Developing Science For All

For the last two years, the Centre for Science Education (CSE) has been working with teachers and teaching assistants (TAs) with expertise in special educational needs on an exciting CPD project called Science for All. The teachers and TAs come from two different educational environments: special schools (The Forest School, Knaresborough and Ravenshall School, Dewsbury) and schools with an integrated SEN resource (King Ecgbert’s School and Birley Community College, Sheffield).

The project, led by Andy Bullough, has four key aims:

  • To make science learning more accessible, effective and enjoyable by using varied approaches to teaching and learning that are more suitable to engaging SEN pupils;
  • To develop resources and associated case studies, by producing a variety of tried and tested resources that engage SEN youngsters in their science lessons and, from these experiences, develop case studies;
  • To develop high quality CPD, supporting bespoke curriculum development work both within one school and within a network of schools; and
  • Enhancing dissemination of Science for All by developing a narrative to underpin the resources and their case studies.

Science for All considers the project teachers and TAs as the experts in special educational needs. With a very ‘bottom up’ approach, it allows classroom and pupil experience to shape and inform the project outputs. The teachers' and TAs' experience of working with challenging learners is central to the project’s success and to the resources that it has created. The project outputs of Science for All aim to help pupils described as having complex needs, rather than physical disabilities, by sharing classroom strategies that best motivate these learners.

With three project meetings a year, and in school visits made by Andy to help the teachers progress and refine their ideas, the project also aims to establish and foster an active community of practice, based around the shared aim of resource development. The meetings are a forum for the teachers to discuss ideas and their work and to share thoughts on how the project is working for them and their pupils.
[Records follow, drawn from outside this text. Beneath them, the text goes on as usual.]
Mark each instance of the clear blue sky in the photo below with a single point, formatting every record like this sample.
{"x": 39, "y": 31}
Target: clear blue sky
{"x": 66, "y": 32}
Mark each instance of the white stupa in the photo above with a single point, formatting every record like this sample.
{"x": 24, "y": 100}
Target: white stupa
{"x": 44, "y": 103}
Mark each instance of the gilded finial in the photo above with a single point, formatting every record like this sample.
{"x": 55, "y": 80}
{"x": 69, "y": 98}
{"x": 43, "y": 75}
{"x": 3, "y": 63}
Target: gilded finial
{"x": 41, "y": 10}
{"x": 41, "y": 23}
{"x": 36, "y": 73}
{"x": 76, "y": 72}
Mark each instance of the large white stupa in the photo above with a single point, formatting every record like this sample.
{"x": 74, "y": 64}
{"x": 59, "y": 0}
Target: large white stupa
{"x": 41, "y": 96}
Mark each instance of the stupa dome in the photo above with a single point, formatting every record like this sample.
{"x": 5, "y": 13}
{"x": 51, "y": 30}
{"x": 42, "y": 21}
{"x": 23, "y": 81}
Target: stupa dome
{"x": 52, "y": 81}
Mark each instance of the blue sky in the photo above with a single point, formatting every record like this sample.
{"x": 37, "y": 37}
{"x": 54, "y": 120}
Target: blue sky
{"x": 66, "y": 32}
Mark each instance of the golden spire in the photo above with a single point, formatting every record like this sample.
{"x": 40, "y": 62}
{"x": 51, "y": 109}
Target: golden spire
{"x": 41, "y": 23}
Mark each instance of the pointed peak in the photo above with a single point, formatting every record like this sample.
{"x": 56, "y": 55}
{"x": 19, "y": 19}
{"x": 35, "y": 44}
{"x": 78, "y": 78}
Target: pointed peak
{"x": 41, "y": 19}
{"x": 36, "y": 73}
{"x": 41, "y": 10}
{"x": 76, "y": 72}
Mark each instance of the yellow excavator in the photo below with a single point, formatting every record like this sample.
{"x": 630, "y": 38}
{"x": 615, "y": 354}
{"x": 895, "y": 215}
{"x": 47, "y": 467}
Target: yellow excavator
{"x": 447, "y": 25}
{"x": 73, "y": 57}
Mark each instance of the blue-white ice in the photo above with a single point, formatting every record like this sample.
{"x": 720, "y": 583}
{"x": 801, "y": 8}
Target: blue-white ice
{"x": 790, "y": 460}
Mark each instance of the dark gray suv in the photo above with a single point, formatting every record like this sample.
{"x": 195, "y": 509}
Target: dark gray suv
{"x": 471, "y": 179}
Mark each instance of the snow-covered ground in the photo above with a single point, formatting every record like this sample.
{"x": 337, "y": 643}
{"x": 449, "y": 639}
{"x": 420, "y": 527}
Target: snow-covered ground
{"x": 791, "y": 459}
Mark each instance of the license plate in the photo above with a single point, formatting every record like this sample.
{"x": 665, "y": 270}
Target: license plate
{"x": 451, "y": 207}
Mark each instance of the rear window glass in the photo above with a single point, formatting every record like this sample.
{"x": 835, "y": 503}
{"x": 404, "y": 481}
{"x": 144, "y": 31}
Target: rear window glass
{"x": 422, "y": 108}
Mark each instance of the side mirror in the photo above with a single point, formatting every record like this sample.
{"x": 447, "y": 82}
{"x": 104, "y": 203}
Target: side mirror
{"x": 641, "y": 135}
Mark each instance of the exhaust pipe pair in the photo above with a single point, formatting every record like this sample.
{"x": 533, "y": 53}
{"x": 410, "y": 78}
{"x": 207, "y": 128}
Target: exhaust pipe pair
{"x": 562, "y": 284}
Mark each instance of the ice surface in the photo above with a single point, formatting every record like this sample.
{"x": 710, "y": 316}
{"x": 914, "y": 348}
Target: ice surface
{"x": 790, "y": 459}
The Science for All resources outline practical techniques and strategies that a teacher can use to help motivate and support pupil engagement in science lessons, and aim to help develop the pupils' functional skills. The first year of the project (2010-11) resulted in the production of seven teaching and learning resources. These include: using cameras and velcro in science lessons; using writing frames; a science resources and terms box; and a tool to support graph drawing.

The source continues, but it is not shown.